Lar
Hoje fui visitar uma amiga no lar onde está. Um dos mais caros e bem conceituados que há por estas bandas. Foi minha professora de francês no 12º ano. Apesar de já ter alguma idade, está bem e lúcida. Apenas a mobilidade requer um braço amigo. Acompanhei-a do quarto privativo até à sala de refeições comum onde foi lanchar. Da primeira vez que a fui visitar tive outra impressão. Ela fez-me na altura uma visita guiada pelos diversos espaços e tive a sensação de estar num grande hotel. Hoje essa boa impressão desvaneceu-se. E não foi por a minha amiga me ter dito que vai mudar, por o lar estar a perder qualidade no atendimento devido à falta de funcionárias, o que faz com que ela fique duas horas sentada à espera que lhe vão trocar a roupa.
Foi porque à hora do lanche os velhinhos eram muitos e os seus corpos e olhares transmitiram-me sensações aterradoras.

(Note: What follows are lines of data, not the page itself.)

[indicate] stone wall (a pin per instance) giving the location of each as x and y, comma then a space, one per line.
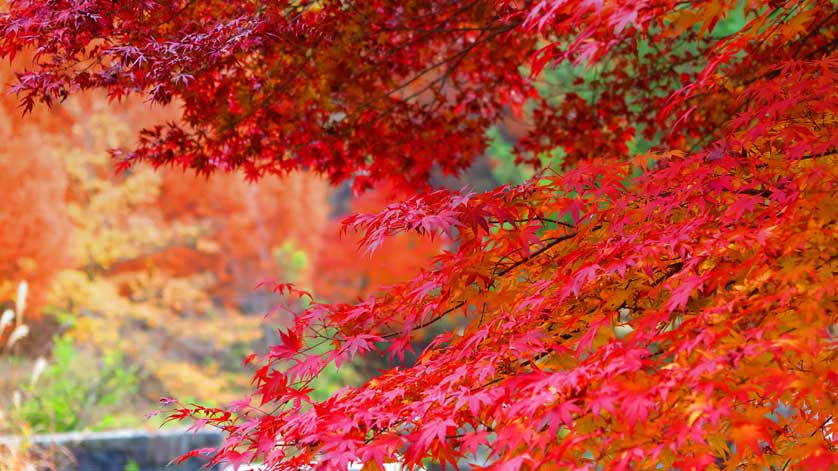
120, 450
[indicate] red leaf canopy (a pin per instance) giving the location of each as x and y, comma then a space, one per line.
674, 309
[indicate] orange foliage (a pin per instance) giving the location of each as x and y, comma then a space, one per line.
245, 223
33, 221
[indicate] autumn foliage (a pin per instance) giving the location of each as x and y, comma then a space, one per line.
674, 308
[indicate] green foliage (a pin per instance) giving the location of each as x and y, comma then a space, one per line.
77, 390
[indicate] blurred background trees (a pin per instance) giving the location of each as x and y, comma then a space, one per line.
144, 283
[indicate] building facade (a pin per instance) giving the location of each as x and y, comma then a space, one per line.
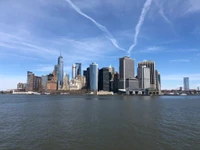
44, 82
60, 75
104, 79
73, 71
30, 81
78, 69
151, 66
126, 70
186, 83
144, 77
158, 81
94, 77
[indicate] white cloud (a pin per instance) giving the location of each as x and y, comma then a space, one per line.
178, 77
180, 61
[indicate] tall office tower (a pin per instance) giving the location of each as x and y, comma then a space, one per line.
111, 69
158, 81
88, 78
116, 82
60, 72
94, 77
186, 83
73, 71
104, 79
66, 82
126, 70
151, 66
30, 81
44, 82
37, 85
144, 77
78, 69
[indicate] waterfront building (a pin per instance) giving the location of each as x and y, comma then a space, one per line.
30, 81
52, 82
116, 82
86, 74
73, 71
78, 83
60, 74
151, 66
132, 83
186, 83
144, 77
37, 86
126, 70
94, 77
158, 81
66, 82
21, 86
104, 79
44, 82
111, 70
78, 69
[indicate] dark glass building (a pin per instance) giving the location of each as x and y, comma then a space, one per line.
60, 76
104, 79
78, 69
94, 77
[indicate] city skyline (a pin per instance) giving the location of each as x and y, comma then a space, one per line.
34, 33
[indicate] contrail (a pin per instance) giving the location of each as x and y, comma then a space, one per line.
109, 36
140, 23
163, 14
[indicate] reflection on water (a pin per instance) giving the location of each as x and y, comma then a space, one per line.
99, 122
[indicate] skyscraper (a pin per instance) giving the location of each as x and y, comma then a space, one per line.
151, 66
30, 81
104, 79
60, 72
73, 71
144, 77
126, 70
94, 77
78, 69
186, 83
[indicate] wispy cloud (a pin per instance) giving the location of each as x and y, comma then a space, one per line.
109, 36
145, 9
178, 77
180, 61
193, 6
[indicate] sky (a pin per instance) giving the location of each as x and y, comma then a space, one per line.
33, 33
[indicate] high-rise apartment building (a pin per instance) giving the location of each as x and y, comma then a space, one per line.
94, 77
126, 70
151, 66
78, 69
73, 71
104, 79
158, 81
186, 83
30, 81
44, 82
144, 77
60, 72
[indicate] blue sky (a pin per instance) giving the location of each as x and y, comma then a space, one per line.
32, 34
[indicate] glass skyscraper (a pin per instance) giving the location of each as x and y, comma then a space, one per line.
94, 77
186, 83
60, 72
78, 69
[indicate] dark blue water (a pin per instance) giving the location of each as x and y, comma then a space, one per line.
99, 123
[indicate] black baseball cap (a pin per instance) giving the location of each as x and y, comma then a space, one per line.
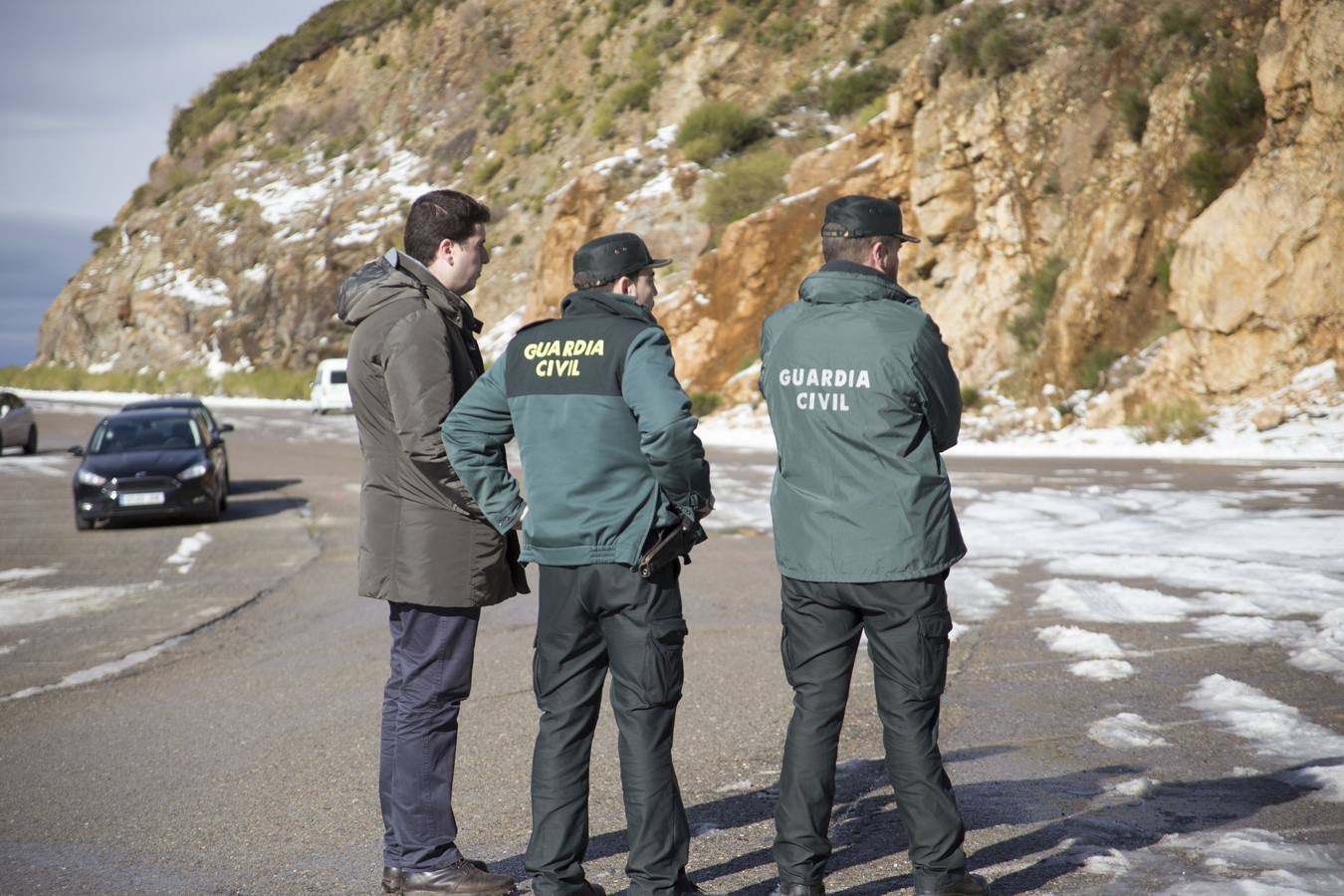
614, 256
855, 216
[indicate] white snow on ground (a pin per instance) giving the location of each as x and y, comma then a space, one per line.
1126, 731
1105, 662
1079, 642
496, 338
1275, 730
1236, 862
101, 670
22, 573
24, 606
1110, 602
185, 554
33, 465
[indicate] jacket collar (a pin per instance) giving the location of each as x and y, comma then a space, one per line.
844, 283
453, 305
594, 301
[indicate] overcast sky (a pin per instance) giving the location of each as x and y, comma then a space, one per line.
87, 95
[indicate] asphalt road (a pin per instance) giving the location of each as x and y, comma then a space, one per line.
242, 760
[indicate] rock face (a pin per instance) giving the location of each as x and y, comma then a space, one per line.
1258, 277
233, 250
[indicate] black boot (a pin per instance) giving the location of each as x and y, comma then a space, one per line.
463, 877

A minha amiga falava e fazia perguntas e eu lá fui conversando com ela, sem me conseguir abstrair totalmente do ambiente em que me encontrava. Uma funcionária para dezenas de velhinhos! Havia uma velhinha de cadeira de rodas que falava a cantar e dizia inúmeras vezes a mesma frase. "Eu vou fazer chichi! Eu vou fazer chichi..." "Eu quero um copo de água, eu quero um copo de água..." "Eu quero um iogurte e um pacote de bolachas, eu quero um iogurte e um pacote de bolachas..." A velhinha ao lado dela dizia "cale-se, hoje não há copo de água, não seja mal-educada!". A velhinha da frente olhava para ela, inerte e muda, talvez mesmo sem a ver ou ouvir. Sim, mais mulheres do que homens. Algumas, apesar do calor, com casaco de lã, outras com cachecol...
Vi retalhos de vidas nos olhares vazios, memórias perdidas no tempo, construções efémeras, ilusões, desejos contidos nas limitações do corpo...
Que somos nós afinal? Deuses com pés de barro? E que mundo é este que estamos a construir?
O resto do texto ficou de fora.